The top LNG vessel owners are the Japanese MOL and NYK Line, with 48 and 38 vessels respectively. Combined, their LNG fleets are worth USD 14 billion, as shown in Figure 7.
Demolition and Newbuild orders
As for fleet development, the outlook is positive for LNG carriers. The orderbook has expanded hugely in the last five years, from eight newbuild orders in 2016 to 73 so far in 2021. This, when combined with single digit LNG demolition sales year on year (see Figure 8), bodes well for an increasing fleet size with a total of 172 vessels due for delivery in the next four years. This is likely to become more important soon, as for many, LNG is the key in the movement towards net zero.
LNG has a far lower carbon impact on the environment when compared to traditional fossil fuels such as oil and coal. Consequently, it is seen by many as a solution to reducing carbon emissions, whilst waiting for greener energy sources to mature and become viable at a scale like that of hydrocarbons. LNG fuelled vessels have become increasingly common.
With the IMO’s aim to reduce carbon emissions by 40% by 2030 and 70% by 2050 compared with 2008 levels, LNG provides a practical short medium term solution. The fuel has a strong supply infrastructure, reduces both the release of carbon dioxide and NOx gases, and prevents vessels from needing to lower speeds to cut their carbon footprints in line with IMO regulations.

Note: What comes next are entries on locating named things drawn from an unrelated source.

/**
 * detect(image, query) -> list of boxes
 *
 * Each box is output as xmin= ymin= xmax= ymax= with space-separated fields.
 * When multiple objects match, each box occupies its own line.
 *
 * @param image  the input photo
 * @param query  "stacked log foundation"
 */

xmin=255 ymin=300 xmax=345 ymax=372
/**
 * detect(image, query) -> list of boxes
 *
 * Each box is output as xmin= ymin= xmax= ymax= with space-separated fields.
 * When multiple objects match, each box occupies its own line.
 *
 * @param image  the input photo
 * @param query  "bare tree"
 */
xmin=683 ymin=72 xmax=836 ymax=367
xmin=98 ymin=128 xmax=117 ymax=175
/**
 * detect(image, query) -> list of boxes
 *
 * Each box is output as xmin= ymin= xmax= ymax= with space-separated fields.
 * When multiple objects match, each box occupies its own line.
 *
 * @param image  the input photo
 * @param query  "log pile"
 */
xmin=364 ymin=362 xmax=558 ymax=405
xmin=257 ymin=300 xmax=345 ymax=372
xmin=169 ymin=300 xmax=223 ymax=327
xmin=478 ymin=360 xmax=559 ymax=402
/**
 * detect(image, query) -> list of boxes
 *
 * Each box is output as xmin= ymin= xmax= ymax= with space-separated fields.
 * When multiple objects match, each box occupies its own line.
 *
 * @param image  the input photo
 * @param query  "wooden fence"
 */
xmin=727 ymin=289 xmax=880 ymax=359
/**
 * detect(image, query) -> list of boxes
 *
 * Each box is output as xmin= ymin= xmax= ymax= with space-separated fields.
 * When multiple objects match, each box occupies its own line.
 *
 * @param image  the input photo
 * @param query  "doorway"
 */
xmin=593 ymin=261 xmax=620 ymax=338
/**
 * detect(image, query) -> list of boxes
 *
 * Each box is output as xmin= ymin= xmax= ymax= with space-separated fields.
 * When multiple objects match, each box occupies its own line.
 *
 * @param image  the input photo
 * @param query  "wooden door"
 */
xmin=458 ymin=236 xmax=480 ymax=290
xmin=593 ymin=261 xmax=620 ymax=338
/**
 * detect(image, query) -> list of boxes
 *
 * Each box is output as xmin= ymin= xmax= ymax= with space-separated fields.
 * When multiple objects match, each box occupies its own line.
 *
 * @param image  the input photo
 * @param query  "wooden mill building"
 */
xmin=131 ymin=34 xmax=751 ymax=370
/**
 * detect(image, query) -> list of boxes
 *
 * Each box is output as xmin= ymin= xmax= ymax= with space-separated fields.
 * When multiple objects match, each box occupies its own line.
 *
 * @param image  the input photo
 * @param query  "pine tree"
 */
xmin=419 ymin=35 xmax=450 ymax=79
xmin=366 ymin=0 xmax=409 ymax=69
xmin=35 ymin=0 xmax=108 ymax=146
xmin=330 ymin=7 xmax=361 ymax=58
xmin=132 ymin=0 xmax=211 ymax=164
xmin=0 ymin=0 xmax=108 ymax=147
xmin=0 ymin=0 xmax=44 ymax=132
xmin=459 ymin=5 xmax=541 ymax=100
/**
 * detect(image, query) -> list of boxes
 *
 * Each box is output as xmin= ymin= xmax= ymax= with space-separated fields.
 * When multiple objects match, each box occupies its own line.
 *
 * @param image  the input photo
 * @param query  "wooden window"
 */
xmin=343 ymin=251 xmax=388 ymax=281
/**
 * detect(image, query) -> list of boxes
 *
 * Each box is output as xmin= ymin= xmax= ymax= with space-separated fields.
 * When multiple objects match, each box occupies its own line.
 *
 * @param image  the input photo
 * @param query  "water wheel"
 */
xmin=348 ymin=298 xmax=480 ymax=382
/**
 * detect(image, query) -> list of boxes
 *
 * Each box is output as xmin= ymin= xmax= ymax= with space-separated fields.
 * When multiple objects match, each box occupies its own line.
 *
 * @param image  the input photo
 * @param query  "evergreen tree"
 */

The IMO’s EEXI (Energy Efficiency Existing Index) and EEDI (Energy Efficiency Design Index) for current and newbuild vessels respectively are relatively new measures designed to regulate vessel emissions and impacts on the environment. With conformity to be required, it seems the shipping industry is finally taking seriously the impact it has on the climate.
To fully replace oil and coal, key drivers of CO2 emissions, a global switch to green energy sources will be required. In the short term, this seems unrealistic and helps explain the forecasted fleet growth of VLCCs. With Tanker rates expected to return with consumer demand, the values of these vessels will likely follow. Hence, we can expect that oil carriers like VLCCs do have a future in the distribution of product globally, with oil still crucial to our current energy consumption.
Environmental concerns are a key component in the increasing size of the LNG fleet. These vessels seem to have a promising future, as natural gas is a far cleaner method of generating energy. With a healthy infrastructure underpinning it, LNG provides a robust shorter term method of reducing our carbon output in anticipation of green energy sources becoming more reliable and readily available in the future.